In gioco è, di conseguenza, la capacità della stazione appaltante e dell’ente concedente (ma lo stesso varrebbe per il committente privato in veste di sviluppatore immobiliare o di acquirente di beni strumentali) di dominare totalmente le caratteristiche e i contenuti di ciò che sta richiedendo, tanto funzionalmente quanto oggettualmente. È chiaro che tutto ciò richiederebbe una padronanza assoluta da parte del committente, secondo criteri da cultura industriale, dell’oggetto del contratto pubblico e la totale esplicitazione dello stesso. Non a caso, gli strumenti preposti alla enunciazione dei requisiti informativi, che, a loro volta, sono propedeutici ai dispositivi o alle regole di controllo e di verifica semi automatica dei modelli informativi, non sono altro che strutture di dati vuote, da riempire a opera del committente di contenuti e di prescrizioni dettagliate. In questo senso, come si vorrebbe col Documento di Indirizzo alla Progettazione, la stazione appaltante (e il Responsabile Unico del Procedimento, assieme al Coordinatore dei Flussi Informativi) diviene un progettista di prima istanza, colla relativa meta progettazione. Una simile attitudine è, però, sconosciuta alla maggior parte delle stazioni appaltanti, nonostante che il Documento di Indirizzo alla Progettazione e, ancor prima, il Documento Preliminare alla Progettazione, non siano illustri sconosciuti.

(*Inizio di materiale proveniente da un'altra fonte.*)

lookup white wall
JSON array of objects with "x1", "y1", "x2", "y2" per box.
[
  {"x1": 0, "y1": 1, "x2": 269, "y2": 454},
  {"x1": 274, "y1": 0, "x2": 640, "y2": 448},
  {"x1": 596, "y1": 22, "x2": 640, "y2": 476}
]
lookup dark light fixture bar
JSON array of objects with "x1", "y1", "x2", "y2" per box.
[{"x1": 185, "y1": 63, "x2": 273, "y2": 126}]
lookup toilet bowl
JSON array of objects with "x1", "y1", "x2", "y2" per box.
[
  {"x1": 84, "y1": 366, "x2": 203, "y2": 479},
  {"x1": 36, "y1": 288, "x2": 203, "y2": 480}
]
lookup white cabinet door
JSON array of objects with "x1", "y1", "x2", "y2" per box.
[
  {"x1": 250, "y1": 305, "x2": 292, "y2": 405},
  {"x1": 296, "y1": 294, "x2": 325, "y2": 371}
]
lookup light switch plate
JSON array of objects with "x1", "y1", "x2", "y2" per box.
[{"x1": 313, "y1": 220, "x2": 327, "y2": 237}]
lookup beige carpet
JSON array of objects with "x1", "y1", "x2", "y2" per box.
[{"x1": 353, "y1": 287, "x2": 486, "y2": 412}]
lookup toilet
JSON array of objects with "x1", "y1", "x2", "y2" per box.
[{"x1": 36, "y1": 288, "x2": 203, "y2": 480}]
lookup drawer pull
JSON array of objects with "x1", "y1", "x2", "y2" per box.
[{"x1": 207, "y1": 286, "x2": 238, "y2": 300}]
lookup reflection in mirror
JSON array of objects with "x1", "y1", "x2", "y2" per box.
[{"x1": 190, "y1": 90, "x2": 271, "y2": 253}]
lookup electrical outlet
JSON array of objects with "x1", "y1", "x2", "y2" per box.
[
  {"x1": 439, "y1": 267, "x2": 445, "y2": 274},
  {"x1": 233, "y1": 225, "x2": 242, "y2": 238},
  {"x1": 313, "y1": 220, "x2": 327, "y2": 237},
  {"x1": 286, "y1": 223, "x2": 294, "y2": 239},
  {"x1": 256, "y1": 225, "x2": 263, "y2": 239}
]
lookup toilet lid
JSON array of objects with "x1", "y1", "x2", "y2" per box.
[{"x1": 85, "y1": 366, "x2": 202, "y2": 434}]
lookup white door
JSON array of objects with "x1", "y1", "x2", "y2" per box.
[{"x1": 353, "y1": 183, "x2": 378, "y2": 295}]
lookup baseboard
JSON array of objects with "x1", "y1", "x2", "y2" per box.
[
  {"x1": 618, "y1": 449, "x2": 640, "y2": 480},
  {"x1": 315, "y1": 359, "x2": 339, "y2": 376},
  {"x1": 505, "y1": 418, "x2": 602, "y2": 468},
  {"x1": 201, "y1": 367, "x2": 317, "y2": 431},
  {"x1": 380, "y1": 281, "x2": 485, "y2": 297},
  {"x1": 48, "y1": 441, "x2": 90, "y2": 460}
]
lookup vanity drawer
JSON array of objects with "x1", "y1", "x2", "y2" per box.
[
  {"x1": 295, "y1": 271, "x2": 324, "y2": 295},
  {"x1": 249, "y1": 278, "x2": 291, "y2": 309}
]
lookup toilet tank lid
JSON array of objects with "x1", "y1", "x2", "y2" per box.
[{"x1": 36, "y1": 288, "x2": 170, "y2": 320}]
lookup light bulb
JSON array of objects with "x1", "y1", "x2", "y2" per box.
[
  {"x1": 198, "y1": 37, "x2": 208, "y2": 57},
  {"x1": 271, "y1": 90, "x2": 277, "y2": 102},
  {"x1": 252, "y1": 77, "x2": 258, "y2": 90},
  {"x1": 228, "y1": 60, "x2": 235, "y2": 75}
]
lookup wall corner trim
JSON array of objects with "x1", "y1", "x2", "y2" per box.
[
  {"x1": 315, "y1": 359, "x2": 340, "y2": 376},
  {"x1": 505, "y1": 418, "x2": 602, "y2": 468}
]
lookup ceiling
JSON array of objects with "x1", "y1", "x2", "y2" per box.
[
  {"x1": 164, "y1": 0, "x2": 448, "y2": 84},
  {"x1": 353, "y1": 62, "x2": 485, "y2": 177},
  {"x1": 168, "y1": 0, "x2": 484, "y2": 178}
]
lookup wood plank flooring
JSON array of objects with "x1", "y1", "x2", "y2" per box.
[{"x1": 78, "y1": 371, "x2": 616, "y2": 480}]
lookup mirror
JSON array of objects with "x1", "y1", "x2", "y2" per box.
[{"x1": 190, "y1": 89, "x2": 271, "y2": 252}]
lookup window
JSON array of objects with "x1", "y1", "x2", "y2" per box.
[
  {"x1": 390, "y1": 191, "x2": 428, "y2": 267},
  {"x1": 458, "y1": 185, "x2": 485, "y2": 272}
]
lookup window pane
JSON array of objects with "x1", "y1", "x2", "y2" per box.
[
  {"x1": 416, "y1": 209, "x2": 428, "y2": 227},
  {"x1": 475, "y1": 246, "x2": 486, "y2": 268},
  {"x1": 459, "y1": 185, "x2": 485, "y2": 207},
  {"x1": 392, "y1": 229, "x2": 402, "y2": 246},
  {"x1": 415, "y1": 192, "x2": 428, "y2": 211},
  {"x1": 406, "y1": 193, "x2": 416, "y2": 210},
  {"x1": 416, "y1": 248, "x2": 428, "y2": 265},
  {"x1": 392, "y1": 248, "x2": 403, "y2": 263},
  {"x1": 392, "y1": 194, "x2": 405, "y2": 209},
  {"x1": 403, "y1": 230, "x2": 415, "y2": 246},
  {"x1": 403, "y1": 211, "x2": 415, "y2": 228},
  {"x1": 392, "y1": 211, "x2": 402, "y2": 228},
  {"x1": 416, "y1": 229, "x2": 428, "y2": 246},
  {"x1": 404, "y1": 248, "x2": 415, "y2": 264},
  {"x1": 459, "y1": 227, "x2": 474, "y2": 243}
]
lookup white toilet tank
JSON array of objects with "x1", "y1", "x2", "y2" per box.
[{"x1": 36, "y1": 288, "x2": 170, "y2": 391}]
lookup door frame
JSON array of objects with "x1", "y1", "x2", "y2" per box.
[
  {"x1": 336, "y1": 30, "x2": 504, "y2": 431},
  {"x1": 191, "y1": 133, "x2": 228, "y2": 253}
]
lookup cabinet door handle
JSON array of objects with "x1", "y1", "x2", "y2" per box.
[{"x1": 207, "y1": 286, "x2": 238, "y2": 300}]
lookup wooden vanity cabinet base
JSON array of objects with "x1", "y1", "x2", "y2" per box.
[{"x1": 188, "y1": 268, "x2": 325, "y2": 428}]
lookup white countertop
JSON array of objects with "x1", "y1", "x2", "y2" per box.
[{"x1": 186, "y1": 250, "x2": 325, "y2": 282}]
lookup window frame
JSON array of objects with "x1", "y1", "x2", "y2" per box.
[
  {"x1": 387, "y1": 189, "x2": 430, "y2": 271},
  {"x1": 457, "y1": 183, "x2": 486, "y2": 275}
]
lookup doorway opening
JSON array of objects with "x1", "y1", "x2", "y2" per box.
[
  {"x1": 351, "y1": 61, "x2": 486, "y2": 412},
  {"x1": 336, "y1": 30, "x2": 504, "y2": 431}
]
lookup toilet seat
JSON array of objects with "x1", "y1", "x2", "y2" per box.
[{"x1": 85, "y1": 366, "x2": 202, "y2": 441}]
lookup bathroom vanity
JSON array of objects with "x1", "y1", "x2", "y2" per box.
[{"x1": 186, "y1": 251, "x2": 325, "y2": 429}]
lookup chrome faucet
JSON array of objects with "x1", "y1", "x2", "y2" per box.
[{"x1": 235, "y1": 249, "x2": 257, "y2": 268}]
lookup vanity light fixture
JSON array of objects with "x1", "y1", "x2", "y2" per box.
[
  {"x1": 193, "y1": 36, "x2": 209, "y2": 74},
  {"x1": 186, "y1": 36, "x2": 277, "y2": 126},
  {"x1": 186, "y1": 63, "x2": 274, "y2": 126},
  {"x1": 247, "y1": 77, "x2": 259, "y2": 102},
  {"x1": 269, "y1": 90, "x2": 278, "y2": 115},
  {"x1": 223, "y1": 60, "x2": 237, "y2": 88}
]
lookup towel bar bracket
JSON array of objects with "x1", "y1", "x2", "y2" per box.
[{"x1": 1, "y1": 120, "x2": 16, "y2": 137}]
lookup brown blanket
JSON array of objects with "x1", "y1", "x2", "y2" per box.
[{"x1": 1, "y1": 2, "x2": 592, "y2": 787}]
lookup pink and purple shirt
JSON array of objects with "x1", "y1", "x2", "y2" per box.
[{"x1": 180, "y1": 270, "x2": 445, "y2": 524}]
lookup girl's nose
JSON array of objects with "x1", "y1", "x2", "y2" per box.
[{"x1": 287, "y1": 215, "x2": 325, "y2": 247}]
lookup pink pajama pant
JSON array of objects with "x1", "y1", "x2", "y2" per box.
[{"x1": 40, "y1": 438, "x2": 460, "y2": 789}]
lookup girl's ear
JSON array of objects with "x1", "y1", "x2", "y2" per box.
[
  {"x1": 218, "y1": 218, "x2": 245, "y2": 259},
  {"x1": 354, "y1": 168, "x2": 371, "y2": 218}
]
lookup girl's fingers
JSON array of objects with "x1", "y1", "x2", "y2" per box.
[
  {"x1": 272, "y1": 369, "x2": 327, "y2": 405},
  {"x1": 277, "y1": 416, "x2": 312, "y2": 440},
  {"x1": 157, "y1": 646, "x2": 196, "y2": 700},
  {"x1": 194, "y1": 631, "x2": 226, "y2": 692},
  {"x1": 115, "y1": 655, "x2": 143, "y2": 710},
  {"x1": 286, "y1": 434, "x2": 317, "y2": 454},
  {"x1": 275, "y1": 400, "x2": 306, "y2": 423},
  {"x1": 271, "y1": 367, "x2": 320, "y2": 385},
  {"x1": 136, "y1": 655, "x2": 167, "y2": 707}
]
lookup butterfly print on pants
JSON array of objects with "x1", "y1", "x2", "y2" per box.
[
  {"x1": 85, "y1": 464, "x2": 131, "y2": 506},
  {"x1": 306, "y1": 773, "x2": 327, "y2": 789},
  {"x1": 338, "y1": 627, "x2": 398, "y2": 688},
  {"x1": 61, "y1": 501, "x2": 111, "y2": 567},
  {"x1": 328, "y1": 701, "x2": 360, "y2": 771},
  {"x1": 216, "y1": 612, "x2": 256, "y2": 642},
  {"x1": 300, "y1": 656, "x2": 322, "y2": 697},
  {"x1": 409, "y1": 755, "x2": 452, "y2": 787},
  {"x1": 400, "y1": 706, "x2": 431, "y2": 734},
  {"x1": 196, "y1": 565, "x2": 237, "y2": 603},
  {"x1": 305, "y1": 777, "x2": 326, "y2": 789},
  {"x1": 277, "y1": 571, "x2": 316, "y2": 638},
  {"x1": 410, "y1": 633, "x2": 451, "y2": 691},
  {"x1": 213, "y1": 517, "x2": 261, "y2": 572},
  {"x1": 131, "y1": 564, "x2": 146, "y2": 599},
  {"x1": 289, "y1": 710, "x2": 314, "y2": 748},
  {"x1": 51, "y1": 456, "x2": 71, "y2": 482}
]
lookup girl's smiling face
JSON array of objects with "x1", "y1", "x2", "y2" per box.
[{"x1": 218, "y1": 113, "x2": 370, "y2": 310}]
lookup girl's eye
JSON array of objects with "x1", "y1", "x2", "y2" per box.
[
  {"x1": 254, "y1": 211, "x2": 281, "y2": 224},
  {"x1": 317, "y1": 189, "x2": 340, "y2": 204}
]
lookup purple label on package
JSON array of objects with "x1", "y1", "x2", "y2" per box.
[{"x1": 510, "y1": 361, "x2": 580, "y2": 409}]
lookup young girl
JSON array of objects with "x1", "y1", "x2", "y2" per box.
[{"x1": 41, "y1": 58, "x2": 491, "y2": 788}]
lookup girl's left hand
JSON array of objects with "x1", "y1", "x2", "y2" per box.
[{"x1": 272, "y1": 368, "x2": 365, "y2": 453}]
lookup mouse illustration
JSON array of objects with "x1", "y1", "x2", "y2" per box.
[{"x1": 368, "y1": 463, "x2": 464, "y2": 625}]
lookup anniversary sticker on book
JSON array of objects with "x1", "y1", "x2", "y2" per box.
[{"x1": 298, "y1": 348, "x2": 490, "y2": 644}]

Di conseguenza, la difficoltà a comprendere la tematica della Gestione Informativa Digitale da parte dei Responsabili Unici del Procedimento deriva dalla loro distanza siderale, in molte occasioni, da questo governo analitico dell’oggetto dell’affidamento e del contratto. Non possiamo, perciò, pensare di produrre e di utilizzare capitolati informativi che siano, sotto questo profilo, quanto più prossimi alla nozione di digitalizzazione sinché non saremo in grado di formare operatori della Domanda Pubblica che siano in grado di formulare le proprie richieste secondo questa modalità. Il che vale per due ragioni: la prima è che la digitalizzazione impone alla stazione appaltante un forte dominio di ciò che acquista, sul piano fisico e su quello informativo; la seconda è che per semi automatizzare i processi di richiesta e di controllo sia assolutamente necessario seguire protocolli gestibili dagli algoritmi, anche nella prospettiva innovativa dell’Intelligenza Artificiale.
Si tratta di iniziare a pensare a come formare una nuova generazione di Responsabili Unici del Procedimento, di Gestori dei Flussi Informativi e di Coordinatori dei Flussi Informativi, prima che la vicenda assuma pieghe di banalizzazione, di richieste generiche e stereotipate e di produzione di modelli informativi a scarso valore aggiunto. A questo fine, ad esempio, Trentino School of Management, in collaborazione con la Provincia Autonoma di Trento, ha promosso una dedicata azione di formazione, che dovrebbe preludere a creare specifici repertori di livelli di fabbisogno informativo e di specifiche di produzione di contenuti informativi.